We need some good Vikings jokes. This picture should serve as inspiration.

Daily Norseman readers, I need your help.

I'm slated to write my Week 5 preview on Friday, but it's tough to find an entertaining theme when your team is going nowhere at 0-4. Every time I thought I had a decent angle I just ended up making a stupid joke to myself about it. For instance, I wanted to go in depth on ways the Vikings could improve their passing attack. But before I even finished the thought I was already mumbling to myself about how "attack" is way too strong of a word for whatever we've done so far. Then I thought I could search for some positive statistics that might indicate a turnaround on the horizon for Minnesota; my next thought was how I'd probably have a better chance at finding Bigfoot. So I decided that rather than fight the urge of making fun of my favorite team's horrendous start, I should embrace it.

This is where you guys come in.

In the comments section below, leave any and all jokes about the Vikings you can think of. I'll include the best of them in my preview article on Friday. The more relevant to this season's woes, the better chance you'll have of making the cut. The old go-to jokes like "When I die, I want the Vikings to be my pall bearers so they can let me down one last time" will be appreciated, but probably avoided. Be original. Be ruthless. But most importantly, be funny.

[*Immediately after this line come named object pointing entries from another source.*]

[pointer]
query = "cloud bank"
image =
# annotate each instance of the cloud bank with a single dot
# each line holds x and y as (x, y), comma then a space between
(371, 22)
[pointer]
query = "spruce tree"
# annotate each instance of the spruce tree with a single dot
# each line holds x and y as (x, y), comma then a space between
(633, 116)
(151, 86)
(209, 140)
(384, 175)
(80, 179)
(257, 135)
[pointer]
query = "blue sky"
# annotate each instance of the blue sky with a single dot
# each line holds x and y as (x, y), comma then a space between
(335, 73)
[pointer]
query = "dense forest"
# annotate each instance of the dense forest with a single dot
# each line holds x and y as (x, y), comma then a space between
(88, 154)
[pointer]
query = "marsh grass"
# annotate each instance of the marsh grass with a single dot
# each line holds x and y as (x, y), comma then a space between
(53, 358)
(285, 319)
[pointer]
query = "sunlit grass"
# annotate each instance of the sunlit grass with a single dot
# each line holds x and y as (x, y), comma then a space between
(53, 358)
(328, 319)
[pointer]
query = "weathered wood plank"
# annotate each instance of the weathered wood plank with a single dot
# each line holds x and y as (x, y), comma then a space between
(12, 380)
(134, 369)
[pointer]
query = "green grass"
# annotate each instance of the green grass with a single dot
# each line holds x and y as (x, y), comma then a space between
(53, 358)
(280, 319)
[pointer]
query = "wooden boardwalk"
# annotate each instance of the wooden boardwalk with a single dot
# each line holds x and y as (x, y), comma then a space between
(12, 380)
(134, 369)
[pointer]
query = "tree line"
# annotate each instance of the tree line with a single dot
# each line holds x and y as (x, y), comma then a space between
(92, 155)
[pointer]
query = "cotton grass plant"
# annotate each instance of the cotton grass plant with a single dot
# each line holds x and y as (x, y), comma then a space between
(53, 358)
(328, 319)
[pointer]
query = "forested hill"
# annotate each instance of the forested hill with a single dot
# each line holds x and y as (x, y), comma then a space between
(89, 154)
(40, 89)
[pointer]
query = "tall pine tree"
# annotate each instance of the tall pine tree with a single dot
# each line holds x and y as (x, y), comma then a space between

I'd also like you guys to give us the best Viking nicknames you can think of, like Donovan McNightmare or Donovan McNeverShouldSeeTheFieldAgain or Donovan McNailedTheTurfWithAnotherPass. Got an idea of what Bernard Berrian's initials should really stand for, like "Bawling Bobbler"? Let us know. Do you think Phil Loadholt's last name comes from the Latin phrase meaning "to illegally hold"? Drop us a line. Heard a particularly good zinger from a Packer fan you know (that unlike most Green Bay fans, can actually form a full sentence)? Tell us the story here.

Is this an incredibly lazy way to write an article? You bet your ass it is. Will this be a fun temporary distraction from wallowing in our own misery about a horribly disappointing first quarter of the season? Let's hope so!